The library collection object is a Backbone object wrapped by Alloy, so it can be treated as a Backbone.Collection object. You can use any Backbone Collection or Events APIs with this object.

You can also create a global singleton instance, either in markup or in the controller, which may be accessed in all controllers. Use the Alloy.Collections.instance method with the name of the model file minus the extension as the only parameter to create or access the singleton. For example:

// This will create a singleton if it has not been previously created,
// or retrieves the singleton if it already exists.
var library = Alloy.Collections.instance('book');

For examples using markup, see Alloy XML Markup: Collection Element.

Extending the Backbone.Collection Class

Like the Backbone.Model class, the Backbone.Collection class can be similarly extended in the model JavaScript file. For example, the comparator method is left unimplemented in Backbone.js. The code below sorts the library by book title:

 
exports.definition = {

    config : {
        // table schema and adapter information
    },

    extendModel: function(Model) {		
        _.extend(Model.prototype, {
            // Extend, override or implement the Backbone.Model methods						
        });
	    return Model;
    },

    extendCollection: function(Collection) {		
        _.extend(Collection.prototype, {
			
            // Implement the comparator method.
    	    comparator : function(book) {
        	    return book.get('title');
            }

        }); // end extend
		
        return Collection;
    }
}

Underscore.js Functionality

Additionally, the Backbone.Collection class inherits some functionality from Underscore.js, which can help simplify iterative functions.

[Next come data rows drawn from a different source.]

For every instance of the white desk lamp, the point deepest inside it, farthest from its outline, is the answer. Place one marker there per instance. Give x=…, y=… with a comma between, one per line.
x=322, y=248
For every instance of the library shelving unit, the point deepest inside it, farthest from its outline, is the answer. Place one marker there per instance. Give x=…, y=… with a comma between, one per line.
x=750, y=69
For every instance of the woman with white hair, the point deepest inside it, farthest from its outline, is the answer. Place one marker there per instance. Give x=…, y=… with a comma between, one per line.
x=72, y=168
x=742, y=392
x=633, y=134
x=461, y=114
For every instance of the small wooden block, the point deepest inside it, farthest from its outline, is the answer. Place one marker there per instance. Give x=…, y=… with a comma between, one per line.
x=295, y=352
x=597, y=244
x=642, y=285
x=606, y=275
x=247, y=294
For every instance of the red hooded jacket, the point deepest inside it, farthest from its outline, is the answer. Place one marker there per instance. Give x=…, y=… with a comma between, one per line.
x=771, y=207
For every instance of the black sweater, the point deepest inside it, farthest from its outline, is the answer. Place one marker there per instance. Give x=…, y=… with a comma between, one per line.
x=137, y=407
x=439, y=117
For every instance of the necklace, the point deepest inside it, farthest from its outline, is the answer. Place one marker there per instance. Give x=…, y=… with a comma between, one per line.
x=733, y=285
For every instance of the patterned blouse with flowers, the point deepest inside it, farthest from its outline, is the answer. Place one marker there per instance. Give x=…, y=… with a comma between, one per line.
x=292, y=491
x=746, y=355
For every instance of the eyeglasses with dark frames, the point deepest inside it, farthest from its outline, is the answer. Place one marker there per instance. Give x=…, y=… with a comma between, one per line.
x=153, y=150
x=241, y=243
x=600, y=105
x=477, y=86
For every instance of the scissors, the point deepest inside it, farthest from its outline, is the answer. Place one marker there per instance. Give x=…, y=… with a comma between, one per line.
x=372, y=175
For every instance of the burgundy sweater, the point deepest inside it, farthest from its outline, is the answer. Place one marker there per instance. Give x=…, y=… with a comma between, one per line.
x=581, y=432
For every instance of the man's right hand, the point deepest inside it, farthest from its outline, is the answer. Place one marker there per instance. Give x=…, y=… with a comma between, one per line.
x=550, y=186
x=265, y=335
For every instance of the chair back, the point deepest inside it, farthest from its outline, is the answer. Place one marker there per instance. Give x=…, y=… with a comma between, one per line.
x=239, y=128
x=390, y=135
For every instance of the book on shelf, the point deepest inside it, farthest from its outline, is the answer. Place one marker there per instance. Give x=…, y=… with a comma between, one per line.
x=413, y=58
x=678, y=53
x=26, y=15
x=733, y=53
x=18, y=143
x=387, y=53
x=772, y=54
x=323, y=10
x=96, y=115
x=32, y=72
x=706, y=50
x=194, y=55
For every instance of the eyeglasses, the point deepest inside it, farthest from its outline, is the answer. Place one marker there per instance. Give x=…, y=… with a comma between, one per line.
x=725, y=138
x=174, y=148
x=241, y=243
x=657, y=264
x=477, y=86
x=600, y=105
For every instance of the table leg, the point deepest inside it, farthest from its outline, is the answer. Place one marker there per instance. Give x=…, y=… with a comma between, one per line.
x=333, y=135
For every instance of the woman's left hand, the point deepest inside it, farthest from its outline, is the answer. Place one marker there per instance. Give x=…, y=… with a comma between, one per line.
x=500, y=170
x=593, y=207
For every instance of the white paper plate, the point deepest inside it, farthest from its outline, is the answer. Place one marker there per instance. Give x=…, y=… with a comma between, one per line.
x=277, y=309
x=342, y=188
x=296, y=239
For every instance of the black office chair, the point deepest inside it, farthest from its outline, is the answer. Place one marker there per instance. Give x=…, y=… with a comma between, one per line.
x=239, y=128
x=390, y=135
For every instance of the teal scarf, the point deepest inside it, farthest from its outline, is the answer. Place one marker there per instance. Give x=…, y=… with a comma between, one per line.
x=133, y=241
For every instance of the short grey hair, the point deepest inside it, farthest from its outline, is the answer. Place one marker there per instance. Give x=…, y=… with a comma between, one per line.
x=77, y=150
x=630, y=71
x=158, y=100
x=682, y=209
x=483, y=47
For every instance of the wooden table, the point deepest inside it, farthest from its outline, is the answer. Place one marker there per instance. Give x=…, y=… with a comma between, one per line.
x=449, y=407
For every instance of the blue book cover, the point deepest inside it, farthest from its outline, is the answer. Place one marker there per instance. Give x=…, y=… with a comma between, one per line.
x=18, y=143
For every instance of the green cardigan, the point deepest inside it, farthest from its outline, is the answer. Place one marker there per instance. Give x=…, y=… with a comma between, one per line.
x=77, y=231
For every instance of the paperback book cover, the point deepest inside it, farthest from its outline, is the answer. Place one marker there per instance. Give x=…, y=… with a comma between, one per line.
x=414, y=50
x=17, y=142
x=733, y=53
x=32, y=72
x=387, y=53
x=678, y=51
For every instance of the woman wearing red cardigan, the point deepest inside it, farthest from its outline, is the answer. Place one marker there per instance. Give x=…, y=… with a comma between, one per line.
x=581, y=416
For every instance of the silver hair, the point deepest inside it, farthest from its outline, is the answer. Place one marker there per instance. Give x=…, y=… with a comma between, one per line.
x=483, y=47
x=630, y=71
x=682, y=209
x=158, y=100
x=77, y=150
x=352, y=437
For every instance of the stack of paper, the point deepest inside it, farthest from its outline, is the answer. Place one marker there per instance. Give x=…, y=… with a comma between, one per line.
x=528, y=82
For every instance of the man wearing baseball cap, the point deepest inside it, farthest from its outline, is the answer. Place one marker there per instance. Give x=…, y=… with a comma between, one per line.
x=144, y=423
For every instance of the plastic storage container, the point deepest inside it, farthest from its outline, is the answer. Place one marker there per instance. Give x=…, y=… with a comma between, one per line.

For example, to add the title of each book object in the library collection to a table, you could use the map function to set the table:

 
var data = [];
library.map(function(book) {
    // The book argument is an individual model object in the collection
    var title = book.get('title');
    var row = Ti.UI.createTableViewRow({"title":title});
    data.push(row);
});
// TableView object in the view with id = 'table'
$.table.setData(data);

For more details, see the Backbone.Collection API.

Event Handling

When working with Alloy Models and Collections, use the Backbone.Events on, off and trigger methods. For example:

var library = Alloy.createCollection('book');
function event_callback (context) {
	var output = context || 'change is bad.';
    Ti.API.info(output);
};
// Bind the callback to the change event of the collection.
library.on('change', event_callback);
// Trigger the change event and pass context to the handler.
library.trigger('change', 'change is good.');
// Passing no parameters to the off method unbinds all event callbacks to the object.
library.off();
// This trigger does not have a response.
library.trigger('change');

Alloy Model and Collection objects don't support the Titanium addEventListener, removeEventListener and fireEvent methods.

If you are using Alloy's Model-View binding mechanism, the Backbone add, change, destroy, fetch, remove, and reset events are automatically bound to an internal callback to update the model data in the view. Be careful not to override or unbind these events.

If you want to fire or listen to multiple events, Backbone.js uses spaces to delimit its events in the event string; therefore, do NOT name any custom events with spaces.

For more details, see the Backbone.Events API.